I. Lewis “Scooter” Libby, left, talks with his former boss, Richard B. Cheney, during an event to promote Lynne Ann Cheney’s book, "James Madison: A Life Reconsidered,” at the American Enterprise Institute in Washington in 2014. (Nikki Kahn/The Washington Post)

I. Lewis “Scooter” Libby, the former top aide to vice president Dick Cheney who was convicted of lying about his role in the leak of a CIA operative’s identity, has been cleared to practice law again.

The D.C. Court of Appeals, the city’s highest court, found the former national security adviser “fit to resume the practice of law” in response to Libby’s petition that asserts his innocence.

Libby lost his law license in 2008, following his conviction for perjury and obstruction of the federal investigation into disclosures to journalists about the identity of CIA operative Valerie Plame Wilson.

Several Bush administration officials later acknowledged discussing Wilson with reporters, but Libby was the only official to face criminal charges.

President George W. Bush commuted his 30-month prison sentence, leaving Libby to face a fine and two years’ probation. Cheney and other conservatives urged Bush to go further in granting a full pardon to the once-prominent Washington lawyer.

In Libby’s 14-page petition to the court’s Board on Professional Responsibility, Libby agrees that the charges for which he was convicted are “serious offenses that undermine our system of justice.”

But Libby, 66, “maintains that he was innocent of those offenses,” according to his attorney, William Jeffress Jr.

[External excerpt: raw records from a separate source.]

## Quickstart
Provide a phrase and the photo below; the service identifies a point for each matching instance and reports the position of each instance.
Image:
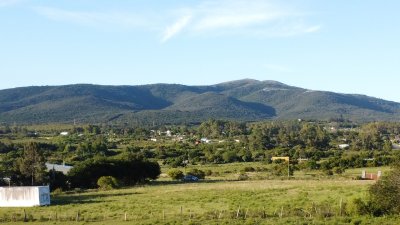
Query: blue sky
(342, 46)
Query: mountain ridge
(244, 100)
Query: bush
(208, 173)
(338, 170)
(175, 174)
(248, 169)
(107, 183)
(197, 173)
(243, 176)
(384, 196)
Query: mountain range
(243, 100)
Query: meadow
(304, 199)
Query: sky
(342, 46)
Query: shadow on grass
(85, 198)
(171, 182)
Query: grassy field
(323, 201)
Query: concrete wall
(24, 196)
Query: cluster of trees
(384, 196)
(317, 142)
(27, 167)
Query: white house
(24, 196)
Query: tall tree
(32, 163)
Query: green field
(319, 201)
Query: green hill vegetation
(244, 100)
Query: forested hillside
(244, 100)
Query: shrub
(175, 174)
(107, 183)
(248, 169)
(197, 173)
(208, 173)
(243, 176)
(338, 170)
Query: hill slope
(246, 100)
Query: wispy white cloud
(4, 3)
(92, 18)
(277, 68)
(249, 18)
(175, 28)
(255, 18)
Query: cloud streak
(255, 18)
(245, 18)
(175, 28)
(4, 3)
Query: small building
(24, 196)
(190, 178)
(344, 146)
(370, 176)
(57, 167)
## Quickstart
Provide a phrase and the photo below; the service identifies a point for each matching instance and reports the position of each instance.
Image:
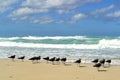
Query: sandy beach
(26, 70)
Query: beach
(18, 70)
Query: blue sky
(59, 17)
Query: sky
(59, 17)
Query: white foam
(35, 45)
(55, 37)
(114, 43)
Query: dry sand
(18, 70)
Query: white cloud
(102, 10)
(49, 3)
(27, 11)
(56, 3)
(5, 4)
(42, 20)
(114, 15)
(78, 17)
(62, 11)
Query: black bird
(12, 57)
(33, 58)
(98, 65)
(52, 60)
(57, 59)
(95, 60)
(78, 61)
(108, 61)
(38, 58)
(64, 60)
(102, 62)
(46, 58)
(22, 58)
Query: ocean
(73, 47)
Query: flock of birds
(97, 63)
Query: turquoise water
(73, 47)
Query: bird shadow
(82, 66)
(102, 70)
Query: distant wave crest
(76, 42)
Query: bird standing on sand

Libby, a national security expert, is senior vice president at the Hudson Institute. Jeffress said he is not aware of any immediate plans Libby has to practice law.

“He wants to be free to practice law as he did all his life,” Jeffress said.

Libby told the FBI “his honest recollection of events,” Jeffress said, but it was easy for Libby and other witnesses to confuse details and impressions of conversations when questioned months later in the “politically-charged case.”

In its report to the court, the Office of Disciplinary Counsel did not oppose Libby’s reinstatement and noted that he presented “credible evidence” that one of the key prosecution witnesses, former New York Times reporter Judith Miller, appeared to have changed her recollection of events.

Libby’s petition included letters of support from former solicitor general Ted Olson; Joseph DiGenova, former U.S. attorney for the District; and Judge Laurence Silberman of the U.S. Court of Appeals for the D.C. Circuit.